Ihr Weg führte sie zunächst sanft ansteigend über eine Wiese, auf der vereinzelt Bäume standen. Ihr Laub begann sich bereits rot oder golden zu färben und die Luft war frisch und kühl, der Himmel blau und nur mäßig bewölkt. Hier und da lagen große Steine auf der Wiese und der schmale Pfad schlängelte sich zwischen ihnen dahin.

Peter atmete tief ein. "Ein wunderbarer Tag zum Wandern, nicht wahr, Paps?"

"Ja, ein herrlicher Tag, mein Sohn. Und eine beeindruckende Landschaft!"

Caine breitete die Arme aus, als wolle er alles um sich herum umfassen, und legte den Kopf in den Nacken. Er schloss die Augen und atmete ebenfalls tief ein. Als er sie wieder öffnete, erschien ein kleines Lächeln auf seinem Gesicht. Er legte seinem Sohn eine Hand auf die Schulter.

"Ich fühle mich…geehrt, dass du deinen Urlaub mit mir…verbringen willst."

"Aber klar doch, Dad, dann haben wir endlich mal richtig Zeit füreinander."

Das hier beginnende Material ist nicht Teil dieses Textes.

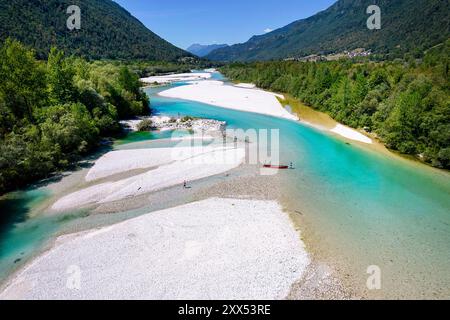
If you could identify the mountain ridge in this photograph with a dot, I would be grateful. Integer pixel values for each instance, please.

Seit sein Vater in Sloanville war, hatten sie eigentlich nie viel freie Zeit miteinander verbracht. Sie hatten unzählige Fälle gemeinsam gelöst und viele Abenteuer erlebt, aber alles hatte in irgendeiner Weise immer mit Peters Arbeit zu tun gehabt. Einmal hatten sie einen freien Tag miteinander verbracht, aber selbst da waren sie vor abenteuerlichen oder gar gefährlichen Situationen nicht sicher gewesen. Deshalb hatte Peter beschlossen, dass er mit Paps ein paar Tage in die Berge fahren würde, fernab von der Stadt und ihrem Trubel, ihren Gefahren und zwielichtigen Gestalten. Und nun waren sie hier und wollten eine gänzlich andere Herausforderung annehmen.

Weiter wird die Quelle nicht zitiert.